I had a quick look at the fuel trim numbers a couple days ago. They were always in the negative. I can’t remember the exact numbers and trends anymore, but it never spiked higher than 0, and I think it went as low as -20 or -25 at times? I’ll probably have another look at it soon.

also, I couldn’t find one of those newer MAF sensors to clean. Just a simple IAT probe. Perhaps my car is too old for the MAF?


#17

My early 90’s Corolla uses an MAP, but most of the newer cars use the MAF. 2002, I guess that’s right on the border, so it might use only an MAP. MAP’s can’t be cleaned. But when in question they should be tested with a hand held vacuum pump to prove they hold vacuum to 20 in Hg. That’s usually a pretty simple test.

-25 % fuel trim indicates an air/fuel mixture problem. If it is holding that range for any length of time anyway. Short term fuel trim could transiently, briefly, move into the -20% to -25% range during rapid changes in engine rpm and load and still be normal I presume. You should be able to measure both long term and short term fuel trims. What does the long term fuel trim say?

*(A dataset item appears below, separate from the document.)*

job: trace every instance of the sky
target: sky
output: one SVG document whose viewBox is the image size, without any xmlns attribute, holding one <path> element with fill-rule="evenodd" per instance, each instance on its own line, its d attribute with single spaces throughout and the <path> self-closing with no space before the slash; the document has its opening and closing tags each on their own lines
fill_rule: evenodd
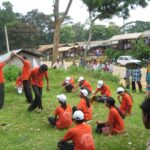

The way the engine computer software works, fuel delivery rate is determined roughly using all the sensors except the O2 sensor, the MAF/TPS etc, then fine tuned using the O2 sensor. -25% fuel trim means the engine computer is having to reduce fuel delivery by 25% beyond what the MAF/TPS sensors are saying, b/c the O2 sensor seeing the rough estimate mixture as way too rich. Fuel delivery rate should match up within +/- 10% by either method; i.e. fuel trims beyond +/- 10% usually indicate a problem. Long term fuel trims beyond -20% will usually throw a rich code.

Edit: Misfires caused by weak or no spark can cause a rich lean exhaust condition b/c the intake air and O2 just pass right through the cylinder and into the exhaust manifold, where the O2 sensor senses the O2 and says “lean”. That’s not consistent with a -25% fuel trim, so the problem must lie elsewhere.